What do we learn from inverting CLIP models?
Hamid Kazemi, Atoosa Chegini, Jonas Geiping, Soheil Feizi, Tom Goldstein
TL;DR
This work uses CLIP inversion to probe what CLIP embeddings encode by generating images whose embeddings align with textual prompts via the objective $ \max_{x} \cos\big(V(A(x)), T(p)\big) + Reg(x)$, with augmentations and regularizers $Reg(x) = \alpha \text{TV}(x) + \beta \|x\|_1$. The authors show that CLIP inversions can blend concepts, reveal biases (notably gender and associations with NSFW content, especially for certain celebrity prompts), and improve with larger training data scales.
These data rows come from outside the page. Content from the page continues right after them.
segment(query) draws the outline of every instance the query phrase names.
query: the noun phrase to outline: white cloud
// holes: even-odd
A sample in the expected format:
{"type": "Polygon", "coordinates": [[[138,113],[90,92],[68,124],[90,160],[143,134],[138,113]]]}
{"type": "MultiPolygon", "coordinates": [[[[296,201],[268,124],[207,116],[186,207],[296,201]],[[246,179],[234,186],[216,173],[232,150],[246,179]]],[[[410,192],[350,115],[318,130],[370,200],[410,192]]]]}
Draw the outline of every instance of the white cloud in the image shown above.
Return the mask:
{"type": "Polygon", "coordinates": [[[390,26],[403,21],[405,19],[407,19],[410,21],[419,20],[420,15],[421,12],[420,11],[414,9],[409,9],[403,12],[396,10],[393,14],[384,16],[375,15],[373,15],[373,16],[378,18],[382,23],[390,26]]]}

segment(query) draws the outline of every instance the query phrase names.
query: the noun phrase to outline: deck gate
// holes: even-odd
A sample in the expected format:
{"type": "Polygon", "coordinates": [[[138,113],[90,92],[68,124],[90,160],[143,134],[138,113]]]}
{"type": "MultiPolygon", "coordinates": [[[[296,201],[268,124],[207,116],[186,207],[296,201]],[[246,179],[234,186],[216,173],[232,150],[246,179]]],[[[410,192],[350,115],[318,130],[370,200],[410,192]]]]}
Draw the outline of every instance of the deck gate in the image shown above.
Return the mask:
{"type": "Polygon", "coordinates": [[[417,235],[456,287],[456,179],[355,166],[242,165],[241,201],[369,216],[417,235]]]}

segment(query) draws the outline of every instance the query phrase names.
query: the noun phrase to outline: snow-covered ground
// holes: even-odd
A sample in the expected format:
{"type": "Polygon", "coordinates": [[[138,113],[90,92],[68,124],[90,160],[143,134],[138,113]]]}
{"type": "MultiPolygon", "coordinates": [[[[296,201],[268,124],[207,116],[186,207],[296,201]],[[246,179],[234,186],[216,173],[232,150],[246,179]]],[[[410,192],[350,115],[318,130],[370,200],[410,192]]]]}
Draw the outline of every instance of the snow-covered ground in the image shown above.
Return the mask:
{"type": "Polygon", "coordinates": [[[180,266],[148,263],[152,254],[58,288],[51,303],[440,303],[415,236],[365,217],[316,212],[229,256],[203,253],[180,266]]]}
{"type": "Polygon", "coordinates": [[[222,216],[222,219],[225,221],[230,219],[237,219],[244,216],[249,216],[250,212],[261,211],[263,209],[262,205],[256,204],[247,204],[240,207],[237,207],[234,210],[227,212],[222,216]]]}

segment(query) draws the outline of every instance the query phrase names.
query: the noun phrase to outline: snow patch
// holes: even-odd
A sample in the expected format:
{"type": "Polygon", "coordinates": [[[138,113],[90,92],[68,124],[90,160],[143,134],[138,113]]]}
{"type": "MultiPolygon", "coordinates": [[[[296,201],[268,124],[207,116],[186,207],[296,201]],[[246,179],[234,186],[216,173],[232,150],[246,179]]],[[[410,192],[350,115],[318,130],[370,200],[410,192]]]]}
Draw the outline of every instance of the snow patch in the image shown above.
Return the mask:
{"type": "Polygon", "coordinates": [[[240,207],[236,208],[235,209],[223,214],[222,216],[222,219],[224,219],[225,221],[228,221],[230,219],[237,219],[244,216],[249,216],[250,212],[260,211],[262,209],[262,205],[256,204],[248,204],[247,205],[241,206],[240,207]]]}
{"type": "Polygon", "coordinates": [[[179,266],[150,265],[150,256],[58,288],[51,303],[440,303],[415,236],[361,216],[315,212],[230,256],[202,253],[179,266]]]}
They demonstrate that benign prompts can yield NSFW imagery and that neutral prompts can bias toward a particular gender, raising concerns about embedding usage in text-to-image systems. The findings underscore the importance of careful data curation and content filtering in CLIP-based pipelines and highlight potential safety and fairness issues in multimodal representations derived from web-scale data.
Abstract
We employ an inversion-based approach to examine CLIP models. Our examination reveals that inverting CLIP models results in the generation of images that exhibit semantic alignment with the specified target prompts. We leverage these inverted images to gain insights into various aspects of CLIP models, such as their ability to blend concepts and inclusion of gender biases. We notably observe instances of NSFW (Not Safe For Work) images during model inversion. This phenomenon occurs even for semantically innocuous prompts, like "a beautiful landscape," as well as for prompts involving the names of celebrities.